Chandler Parsons-led youth infusion figures to help Mavs’ rotation


DALLAS — Gone are veteran leaders Vince Carter and Shawn Marion. However, entering is an influx of young talent that’s hungry to taste success in a Dallas Mavericks uniform.

Opting to get younger this offseason following the free-agent signing of 25-year-old budding star Chandler Parsons, the Mavericks continued to add 20-somethings down their roster while also aligning 12-time All-Star Dirk Nowitzki with veterans capable of competing for a championship now. Finishing the 2013-14 season tied for the fifth-oldest team in the league with an average age of 28.5 years old, the Mavs still managed to sprint to a 49-33 record before pushing the eventual NBA champion San Antonio Spurs to seven games in the first round of the playoffs. Now, the Mavericks hope that an injection of young blood will help get them over the hump.

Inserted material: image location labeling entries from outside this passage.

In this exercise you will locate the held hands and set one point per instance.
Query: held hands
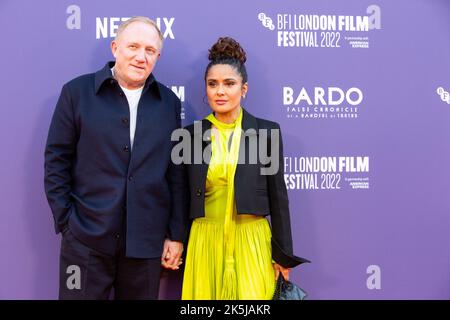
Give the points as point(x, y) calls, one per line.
point(284, 271)
point(171, 256)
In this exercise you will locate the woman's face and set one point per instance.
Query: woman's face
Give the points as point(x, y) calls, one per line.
point(224, 88)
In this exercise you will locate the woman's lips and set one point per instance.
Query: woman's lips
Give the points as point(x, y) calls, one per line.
point(221, 102)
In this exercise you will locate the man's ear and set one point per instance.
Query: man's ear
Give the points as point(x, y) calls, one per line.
point(114, 48)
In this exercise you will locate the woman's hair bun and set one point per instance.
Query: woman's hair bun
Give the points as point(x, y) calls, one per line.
point(227, 48)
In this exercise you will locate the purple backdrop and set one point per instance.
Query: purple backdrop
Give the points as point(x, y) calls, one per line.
point(359, 87)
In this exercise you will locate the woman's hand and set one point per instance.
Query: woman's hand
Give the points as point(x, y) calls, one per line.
point(284, 271)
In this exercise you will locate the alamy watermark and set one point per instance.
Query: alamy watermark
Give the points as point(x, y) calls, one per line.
point(260, 146)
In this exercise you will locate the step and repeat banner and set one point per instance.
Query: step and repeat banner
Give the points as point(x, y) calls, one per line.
point(359, 87)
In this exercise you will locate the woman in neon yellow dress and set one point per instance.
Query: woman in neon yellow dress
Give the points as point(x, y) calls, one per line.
point(232, 251)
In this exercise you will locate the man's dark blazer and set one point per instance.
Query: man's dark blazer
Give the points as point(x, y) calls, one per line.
point(254, 193)
point(101, 187)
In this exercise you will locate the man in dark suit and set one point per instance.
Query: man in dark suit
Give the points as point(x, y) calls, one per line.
point(116, 197)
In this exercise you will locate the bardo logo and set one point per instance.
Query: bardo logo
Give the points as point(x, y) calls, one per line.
point(445, 96)
point(106, 27)
point(322, 103)
point(323, 31)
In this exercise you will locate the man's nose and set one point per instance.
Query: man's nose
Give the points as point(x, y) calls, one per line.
point(220, 90)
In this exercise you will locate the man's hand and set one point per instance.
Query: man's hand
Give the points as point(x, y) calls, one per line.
point(284, 271)
point(171, 256)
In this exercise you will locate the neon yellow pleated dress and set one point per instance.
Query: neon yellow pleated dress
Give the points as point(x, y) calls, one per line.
point(229, 256)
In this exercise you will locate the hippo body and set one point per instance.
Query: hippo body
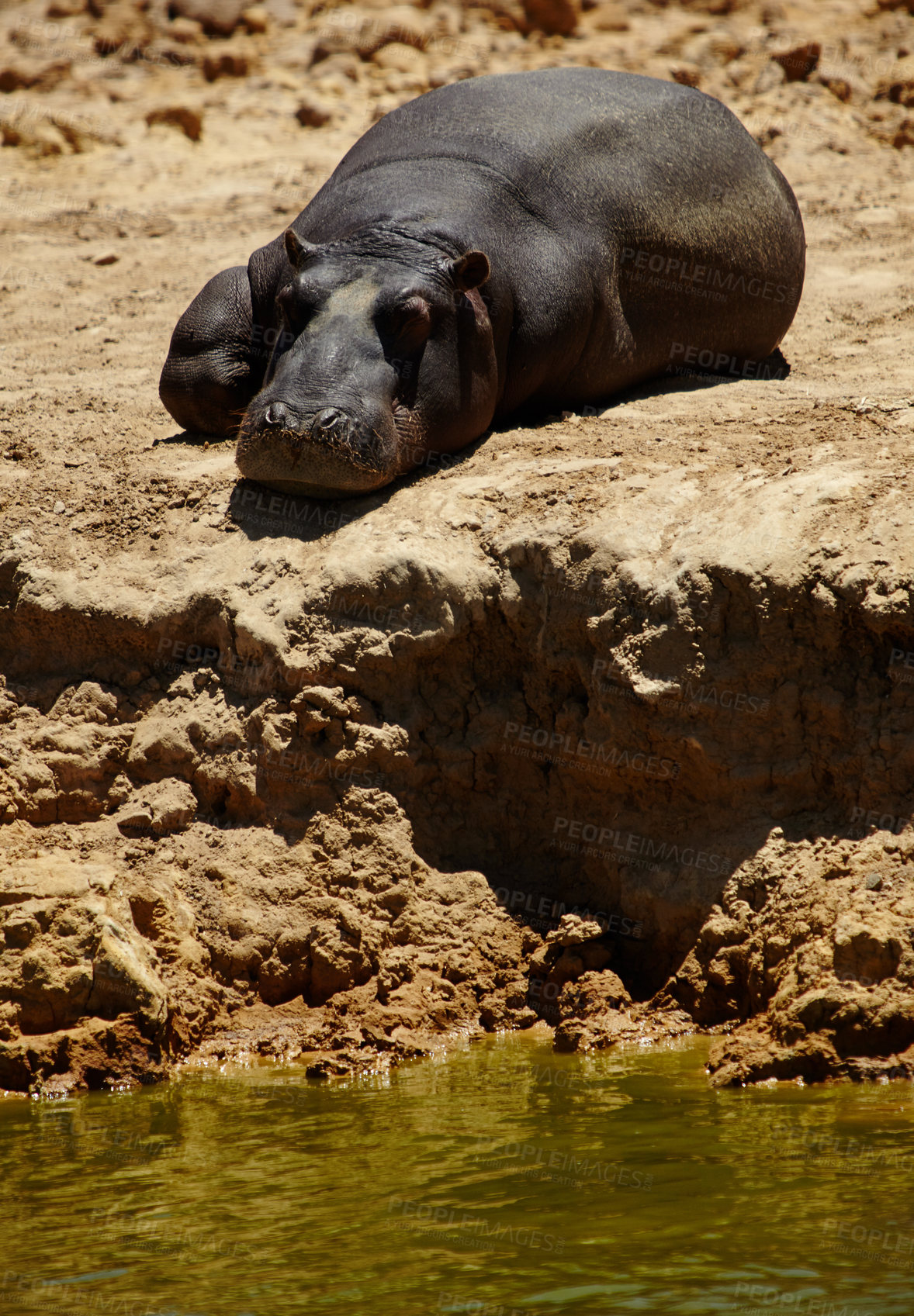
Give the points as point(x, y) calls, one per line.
point(540, 239)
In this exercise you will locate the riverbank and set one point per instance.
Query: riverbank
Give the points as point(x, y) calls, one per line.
point(604, 725)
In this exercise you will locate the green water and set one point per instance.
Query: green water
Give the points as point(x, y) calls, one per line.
point(502, 1180)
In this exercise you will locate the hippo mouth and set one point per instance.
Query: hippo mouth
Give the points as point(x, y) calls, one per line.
point(334, 456)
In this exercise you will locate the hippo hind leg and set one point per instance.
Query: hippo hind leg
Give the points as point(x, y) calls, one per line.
point(209, 374)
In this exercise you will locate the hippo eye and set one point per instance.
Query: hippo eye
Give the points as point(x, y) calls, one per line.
point(411, 321)
point(293, 309)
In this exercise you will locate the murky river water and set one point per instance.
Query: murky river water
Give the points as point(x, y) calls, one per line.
point(500, 1181)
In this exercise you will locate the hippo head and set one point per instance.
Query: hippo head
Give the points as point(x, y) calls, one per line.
point(383, 354)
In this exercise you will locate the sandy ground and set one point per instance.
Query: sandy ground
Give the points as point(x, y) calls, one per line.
point(113, 223)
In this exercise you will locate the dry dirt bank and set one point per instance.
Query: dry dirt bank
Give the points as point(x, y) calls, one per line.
point(606, 724)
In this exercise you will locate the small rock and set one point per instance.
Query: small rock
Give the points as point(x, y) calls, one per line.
point(190, 121)
point(687, 75)
point(572, 931)
point(228, 64)
point(311, 115)
point(217, 17)
point(186, 30)
point(402, 58)
point(608, 17)
point(555, 17)
point(798, 62)
point(898, 83)
point(256, 19)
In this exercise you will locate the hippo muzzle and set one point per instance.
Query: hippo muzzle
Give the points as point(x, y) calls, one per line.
point(315, 451)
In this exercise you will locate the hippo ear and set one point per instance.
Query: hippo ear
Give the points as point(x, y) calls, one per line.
point(296, 250)
point(469, 270)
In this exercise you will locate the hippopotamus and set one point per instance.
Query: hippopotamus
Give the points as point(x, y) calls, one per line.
point(522, 240)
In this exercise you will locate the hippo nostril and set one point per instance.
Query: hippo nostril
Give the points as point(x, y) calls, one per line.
point(275, 415)
point(330, 419)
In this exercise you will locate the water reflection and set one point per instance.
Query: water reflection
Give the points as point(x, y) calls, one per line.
point(500, 1180)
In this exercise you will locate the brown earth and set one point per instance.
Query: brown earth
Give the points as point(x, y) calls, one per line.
point(608, 724)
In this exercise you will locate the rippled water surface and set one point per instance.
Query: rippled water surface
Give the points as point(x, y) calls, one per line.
point(502, 1180)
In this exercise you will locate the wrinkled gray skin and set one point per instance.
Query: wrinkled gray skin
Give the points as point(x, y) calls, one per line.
point(539, 239)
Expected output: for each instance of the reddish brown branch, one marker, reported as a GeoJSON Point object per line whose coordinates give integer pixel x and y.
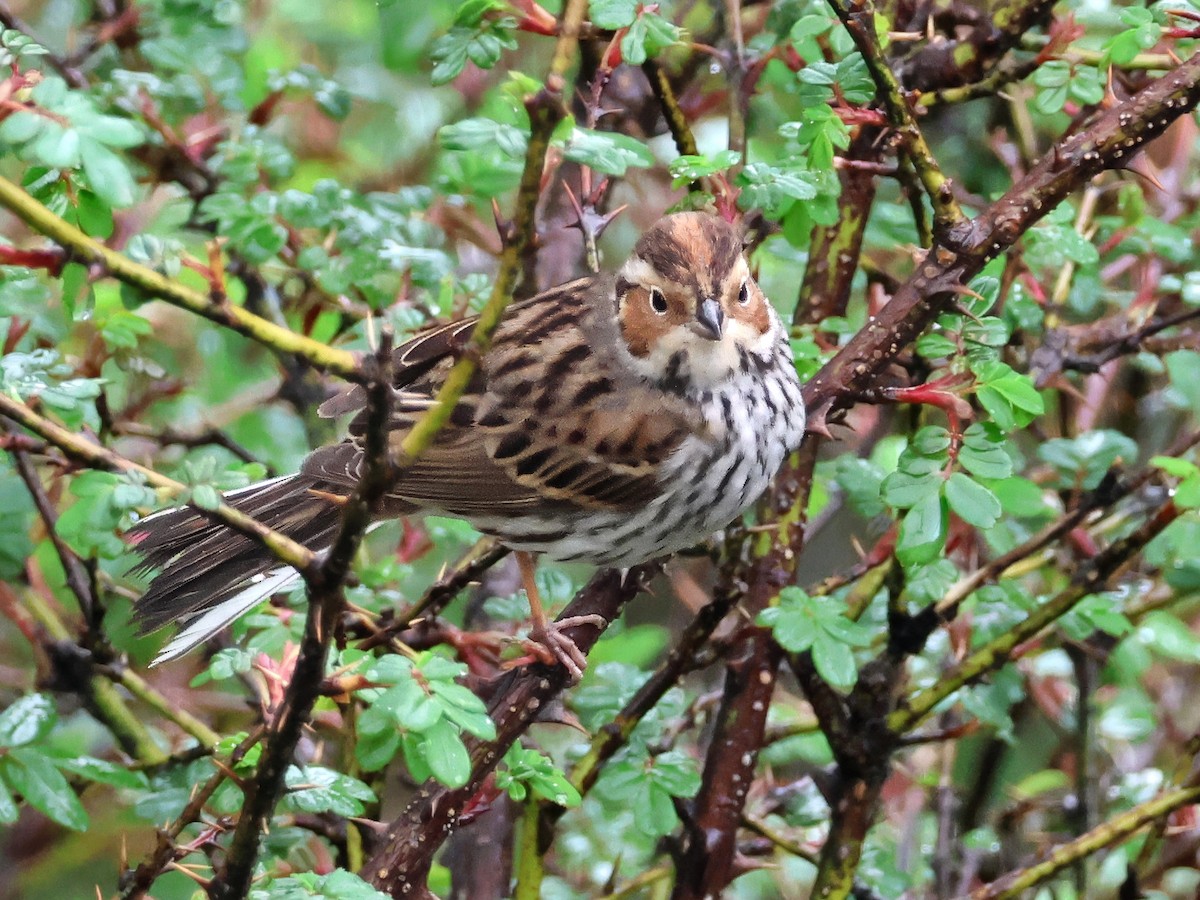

“I mean, it gets us younger,” Mavs owner Mark Cuban said while watching the team’s summer-league squad last month in Las Vegas. “The good news about all the experience we had is it really allowed us to modify and give the Spurs a run for their money last year. The bad news is that we had to restrict minutes, and so restricted minutes was a bigger challenge. [Parsons] is a guy that we can keep out there a lot longer, whereas with Vince and with ‘Trix [Marion] and Dirk we really had to balance minutes.”

With the 37-year-old Carter’s migration to Memphis, the Mavericks will undoubtedly need a young contributor to emerge off their bench to fill the vacant sixth man role. That responsibility could fall in the hands of third-year forward Jae Crowder, 24, or new addition Al-Farouq Aminu, who doesn’t turn 24 years old until Sept. 21. Meanwhile, second-year guards Gal Mekel and Ricky Ledo will try to crack the rotation after limited playing time during their first season.

In the interior, the Mavs will lean on the body bodies of high flyer Brandan Wright, 26, and the bruising Greg Smith, 23, to back up starting center Tyson Chandler. But it’s the young legs, untapped potential and versatility of Parsons that figures to give Dallas the biggest boost after he finished seventh in the league last season while averaging 37.6 minutes per game, which was just ahead of Mavs guard Monta Ellis’ 36.9 minutes an outing.

“This was just a really good fit for us in a lot of respects,” Mavs president of basketball operations Donnie Nelson said of the addition of Parsons. “In terms of chemistry and upside, you know, we’ve always liked guys that are multi-skilled and know what to do when they don’t have the ball, that are a triple threat and all those old-school things. It’s a really good fit for us.”